Category Archives: Inspection

Disclosures, Schmosures: First, Make Sure Would-Be Buyers Don’t Get Hurt!

MINOLTA DIGITAL CAMERAA recent California case is being hailed as an expansion of the listing real estate broker’s duty to warn buyers of dangerous conditions within the house. The case is called Hall v. Aurora Loan Services, LLC, 2013 DJDAR 5460 (April 26, 2013). In many ways, however, it’s a reminder of how common sense, rather than reliance on the letter of the law, can save home sellers a whole lot of hassles — such as broken legs and lawsuits.

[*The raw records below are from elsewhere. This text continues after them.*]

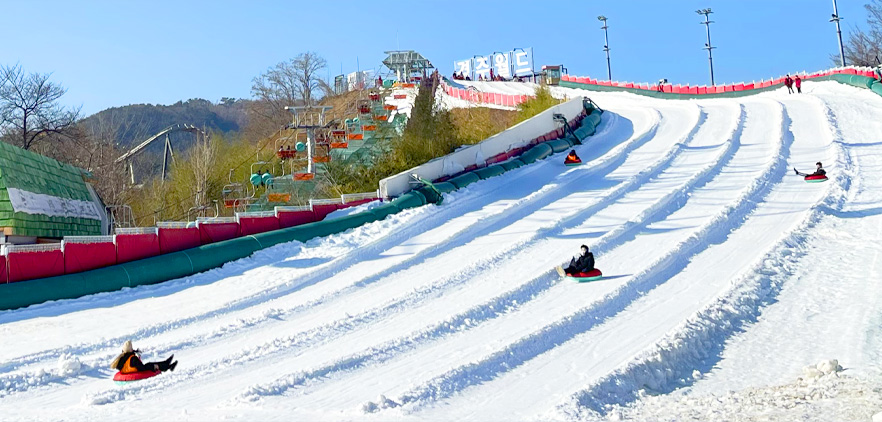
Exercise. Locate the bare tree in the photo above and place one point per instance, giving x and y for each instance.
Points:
(203, 158)
(864, 48)
(29, 108)
(288, 83)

Here’s what happened. The home seller, prior to putting the house on the market, commissioned a home inspection. This is a common practice among sellers in order to get a heads-up on home defects and potentially fix some of them before buyers have a chance to use them as negotiating points. The inspector’s report mentioned that the pull-down stairs leading to the attic needed “repair and replacement.” (Not, obviously, the stairs shown in this artsy image.)

Wouldn’t you think common sense would be screaming in your ear at this point, “Fix it!”? Or at least put up a warning sign? Or at least ask more questions if you weren’t entirely clear on what the report was saying?

But neither the seller nor the selling broker did any of that. Instead, in keeping with California disclosure obligations, they provided copies of the inspection report to everyone who visited the house. One of those visitors was a real estate agent with her clients. The clients ascended the stairs, the real estate agent followed, the stairs collapsed, and the agent fell and broke her leg. Lawsuit time!

Not terribly surprisingly, the court said, in essence (yes, I’m paraphrasing hugely here),  “Don’t just hand people the darn report, tell them the stairs are dangerous!”

But really, the most pithy commentary on this whole sad sequence of events was offered by the bloggers at the Law Offices of James J. Falcone, who said: “The [court] opinion doesn’t say how the clients, now stranded in the attic with the agent writhing in pain on the floor below, got out of the attic.” Indeed, court opinions often leave out the most interesting facts!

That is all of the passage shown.